Siamo e resteremo nell’era delle polarizzazioni. Anche qui grossolani processi di rappresentazione prevalgono sulla realtà. Si va per slogan in ottemperanza ai criteri tribali imposti da spin doctors e social networks. Si tende a schierarsi in campi contrapposti o perlomeno ad offrire la percezione che ci siano due
scelte di campo diverse da cui deriverà un futuro diverso per il nostro Paese. Ma questa è una rappresentazione, non è la realtà. Non si tratta di uscire dalla NATO e dall’UE, ma di trovare un modo
più intelligente di operare all’interno di tali consessi per tutelare meglio, come fanno i nostri partner senza alcun complesso, i nostri interessi e di contribuire affinché il processo decisionale a Bruxelles sia caratterizzato da maggior visione e lungimiranza. Se un giorno la Ue avrà una propria costituzione che integri i popoli in un’unica visione di stati uniti federati fra loro, con l’elezione di un presidente, di un parlamento, con un’unica politica fiscale, estera e di difesa oltre che con l’euro, a quel punto il futuro nostro e dei nostro partner si indirizzerà, canalizzandosi verso prospettive migliori delle attuali.

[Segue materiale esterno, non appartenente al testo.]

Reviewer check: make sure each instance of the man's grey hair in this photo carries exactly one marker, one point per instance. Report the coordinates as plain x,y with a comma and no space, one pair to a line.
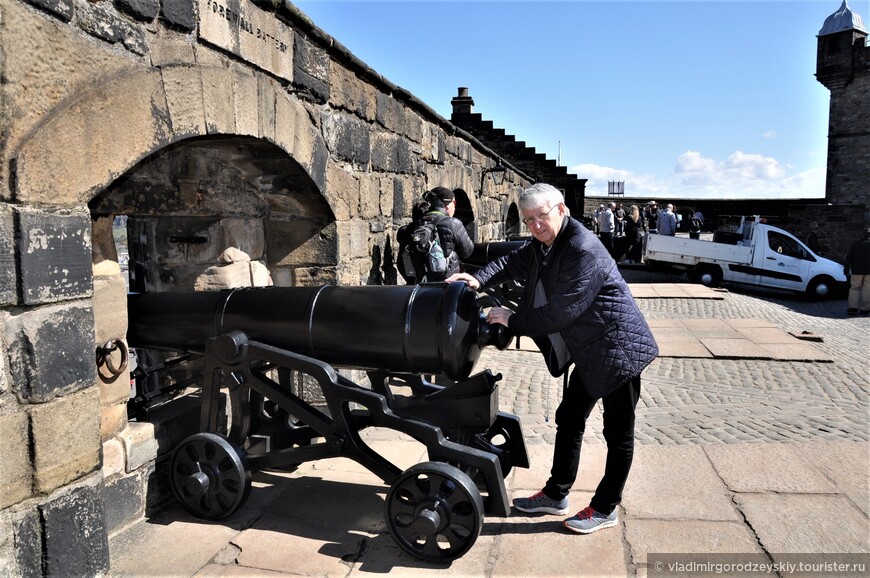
541,195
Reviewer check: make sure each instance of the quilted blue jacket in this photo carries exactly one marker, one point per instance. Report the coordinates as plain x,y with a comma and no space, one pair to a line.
588,304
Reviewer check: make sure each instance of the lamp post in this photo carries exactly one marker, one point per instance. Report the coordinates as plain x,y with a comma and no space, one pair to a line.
498,171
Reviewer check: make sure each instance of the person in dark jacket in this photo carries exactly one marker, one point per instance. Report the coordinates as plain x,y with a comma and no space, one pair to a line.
858,265
409,271
454,239
578,309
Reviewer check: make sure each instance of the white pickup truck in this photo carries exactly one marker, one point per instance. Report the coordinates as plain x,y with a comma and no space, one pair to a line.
754,254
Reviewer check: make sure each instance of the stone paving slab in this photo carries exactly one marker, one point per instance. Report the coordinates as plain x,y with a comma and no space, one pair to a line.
767,468
678,347
539,545
174,544
807,523
765,334
687,536
797,351
847,465
281,544
673,291
735,349
731,339
676,483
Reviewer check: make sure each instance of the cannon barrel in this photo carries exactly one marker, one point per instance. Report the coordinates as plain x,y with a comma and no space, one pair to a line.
430,328
483,253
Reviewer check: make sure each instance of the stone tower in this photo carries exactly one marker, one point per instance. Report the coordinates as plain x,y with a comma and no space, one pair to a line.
843,66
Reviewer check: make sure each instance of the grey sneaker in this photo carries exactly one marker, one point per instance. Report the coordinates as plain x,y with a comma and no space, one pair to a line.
588,520
540,503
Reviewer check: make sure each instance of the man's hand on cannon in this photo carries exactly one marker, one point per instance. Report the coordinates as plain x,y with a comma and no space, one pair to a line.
499,315
465,278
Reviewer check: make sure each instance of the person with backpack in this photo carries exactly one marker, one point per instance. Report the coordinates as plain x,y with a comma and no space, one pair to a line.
410,260
450,236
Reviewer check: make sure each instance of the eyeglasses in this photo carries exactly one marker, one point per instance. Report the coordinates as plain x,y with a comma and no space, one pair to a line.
540,218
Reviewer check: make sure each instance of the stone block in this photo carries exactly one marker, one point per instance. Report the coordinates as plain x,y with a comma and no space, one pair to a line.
159,493
145,10
125,500
183,87
16,475
166,51
385,152
779,521
201,240
300,242
27,532
311,276
140,444
55,164
266,95
113,458
66,439
54,251
113,418
676,482
110,309
218,100
347,91
50,350
100,22
104,254
311,69
179,13
247,116
342,191
347,138
8,287
76,542
776,467
370,198
63,9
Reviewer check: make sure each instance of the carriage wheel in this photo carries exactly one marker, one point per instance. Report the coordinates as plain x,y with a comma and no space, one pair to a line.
434,512
209,476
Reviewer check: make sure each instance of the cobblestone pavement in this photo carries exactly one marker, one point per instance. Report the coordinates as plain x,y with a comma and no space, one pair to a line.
698,401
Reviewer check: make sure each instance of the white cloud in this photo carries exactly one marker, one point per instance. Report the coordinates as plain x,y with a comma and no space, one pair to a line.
741,175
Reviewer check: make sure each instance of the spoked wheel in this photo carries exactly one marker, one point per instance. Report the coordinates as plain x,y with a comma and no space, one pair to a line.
434,512
209,476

Ma se l’Europa resterà quella che è oggi, sarà necessario trovare dei punti di equilibrio fra gli interessi comuni e quelli dei singoli stati. Senza sovranismo, che significa potere al popolo, l’Europa è e resterà una macchina inceppata. Chiudo, facendo riferimento a quello che a mio giudizio, con Mario Draghi, è l’unico statista fra i presidenti europei: “L’Europa è un’idea realizzata attraverso i secoli da pionieri, da rivoluzionari. (…) Sta a noi farla rivivere, renderla più forte. La sola via che ci rimane è la rifondazione dell’Europa” . Così Emmanuel Macron a settembre dell’anno scorso, quando nella maestosa aula magna della Sorbona delineò il suo programma di “rifondazione” dell’Unione Europea. Sei le clés (chiavi) con cui aprire la nuova era comunitaria: sicurezza, difesa, politica estera, ambiente, nuove tecnologie e moneta unica. Di queste, le prime tre e l’ultima rappresentano i pilastri della visione di Macron. La loro mera elencazione espone il paradosso in cui si trova attualmente l’Unione: i singoli Stati membri, da soli, sono spesso troppo deboli per affrontare efficacemente le sfide poste dall’odierna realtà interna e internazionale nell’ambito della finanza, dell’economia, dell’ambiente, dell’immigrazione e della difesa.